Коробов открыл глаза и увидел склонившегося над ним тёзку. Пленники встретились взглядами. Прапорщик вдруг смутился и отпрянул, неловко оправдываясь:
– Ну и взгляд у тебя, братишка! Как сквозь прицел…
Коробов придвинулся к стене и неожиданно для себя спросил:
– Слушай, Тадж! А если бы тебе предложили принять ислам, ты бы согласился?
– «Тадж»? Хорошая кликуха. Как у индейца…
– Скорее, как у индуса.
– Без разницы. – Павел задумался всего на пару секунд, а затем равнодушно и несвязно ответил. – Мне по барабану. Я в партию заявление написал. Прямо за день до залёта. Кандидатом хотел вступить… Конечно, соглашусь. Жить-то хочется. Да и по жизни я, этот, как его? Анархист, вроде.
– Атеист?
– Во-во. Охрана нам плов спустила, – Таджик уже выкинул из памяти нелепый пашкин вопрос и вернулся к реальности, – правда, без мяса. Мясо-то они наверняка сами слопали. У них кормёжка так себе. Ну и хрен с ним. Барашком пахнет и ладно. Давай быстрее. Мамун сказал, что через пятнадцать минут на речку повезут. Ты часы свои заводишь или как?
– Какие часы? – Пашка от удивления даже рот открыл.
– Чудак! У тебя на руке висят. Я хотел только глянуть, а ты так на меня зыркнул, будто я их свиснуть хотел. Хорошо, что котлы старые. Были бы новыми, охранники сразу бы забрали. Впрочем, у них у всех электронные.
Коробов взглянул на запястье и увидел дедовскую «Победу»:
– Блин! А я про них забыл совсем. Даже не чувствовал. Сейчас заведу. Может пойдут?
– Обязаны! Я потом у охраны время уточню, тогда и твои настроим. Ешь, давай. Я поровну поделил. Себе чутка побольше. Тебе ещё много есть нельзя. Вчерашнюю еду я про запас оставил.
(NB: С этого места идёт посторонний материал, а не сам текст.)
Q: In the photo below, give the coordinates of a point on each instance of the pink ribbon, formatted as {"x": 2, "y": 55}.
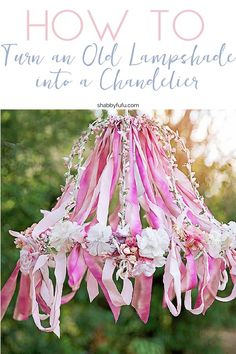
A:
{"x": 76, "y": 267}
{"x": 132, "y": 209}
{"x": 49, "y": 220}
{"x": 96, "y": 269}
{"x": 126, "y": 294}
{"x": 92, "y": 286}
{"x": 9, "y": 289}
{"x": 23, "y": 303}
{"x": 189, "y": 280}
{"x": 142, "y": 296}
{"x": 60, "y": 273}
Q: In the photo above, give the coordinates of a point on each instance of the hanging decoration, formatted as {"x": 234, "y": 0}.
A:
{"x": 127, "y": 212}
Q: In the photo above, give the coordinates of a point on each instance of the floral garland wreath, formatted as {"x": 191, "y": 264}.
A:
{"x": 95, "y": 229}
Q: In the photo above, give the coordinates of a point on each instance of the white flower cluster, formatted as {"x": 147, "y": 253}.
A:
{"x": 99, "y": 240}
{"x": 153, "y": 244}
{"x": 221, "y": 238}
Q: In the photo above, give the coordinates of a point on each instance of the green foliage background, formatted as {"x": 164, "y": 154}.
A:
{"x": 33, "y": 144}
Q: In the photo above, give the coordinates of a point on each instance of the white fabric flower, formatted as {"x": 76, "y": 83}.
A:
{"x": 124, "y": 232}
{"x": 27, "y": 259}
{"x": 63, "y": 234}
{"x": 99, "y": 240}
{"x": 146, "y": 268}
{"x": 153, "y": 244}
{"x": 214, "y": 242}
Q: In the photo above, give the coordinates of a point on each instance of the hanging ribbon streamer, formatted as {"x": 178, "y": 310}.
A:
{"x": 128, "y": 211}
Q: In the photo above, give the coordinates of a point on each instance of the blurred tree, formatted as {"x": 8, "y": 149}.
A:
{"x": 33, "y": 145}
Там нечему портиться. С помывки вернёмся, тогда и поедим. Лады?
– Ага.
Сверху рухнул конец каната. Чей-то голос, отражаясь от стен, достиг слуха пленников:
– Эй, шурави! Давай…
Таджик, взявшись за канат, вдруг повернул голову к Пашке:
– Я у тебя крестик заметил. Ты его эта, здесь прикопай, пока я наверх полезу. Не надо им показывать.
***
Яркое солнце на время ослепило Пашку. Он было хотел вздохнуть побольше свежего воздуха, но несильный удар в спину едва не сбил дыхание. Непонятного возраста охранник, кивком указал на группу людей, сидящих посреди двора. Дескать, тебе туда. К остальным. Идти было трудно, но Коробов видел, что пленники пристально следят за каждым его шагом и старался не показывать слабости. «Пятеро. Нет ни Толяна, ни прапорщика. Что с ними? – думал он, усаживаясь на выступающую неровность площадки. – Ладно. Наверное, надо подождать, когда кто-нибудь начнёт разговор первым. Может быть что-то и прояснится». Впрочем, он не успел закончить свои размышления, как справа раздался негромкий, чуть хрипловатый голос:
– Ты эта, пехота… будь поосторожнее с прапором. Насквозь гнилой падла!
Пашка повернул голову. Рядом с ним сидел довольно крепкий, хотя и очень худой парень с копной длинных рыжих волос и такой же огненно-рыжей бородкой. Коробову показалось, что ярко-зелёные глаза говорившего буквально заполнены ненавистью и презрением. На пленнике была куртка старого образца с единственной петличкой, на которой зеленела затёртая танковая эмблема.
– Танкист? Меня Пахой зовут. Пашка Коробов.
– Неа. Разведчик. В засаду попали, твою мать! Я один в живых остался. Подорваться хотел, но забз**л малость. Опоздал на пару секунд. А потом меня сзади по башке ё**ли. Так и очнулся с чекой в руке. До сих пор не пойму, куда граната подевалась? Я – Фрол. Фролов, значит. – Глаза собеседника заметно потеплели, но в них ещё читалось недоверие. – Тебя тоже небось в каком-нибудь дукане зажо**ли? Или от дедов дёрнул?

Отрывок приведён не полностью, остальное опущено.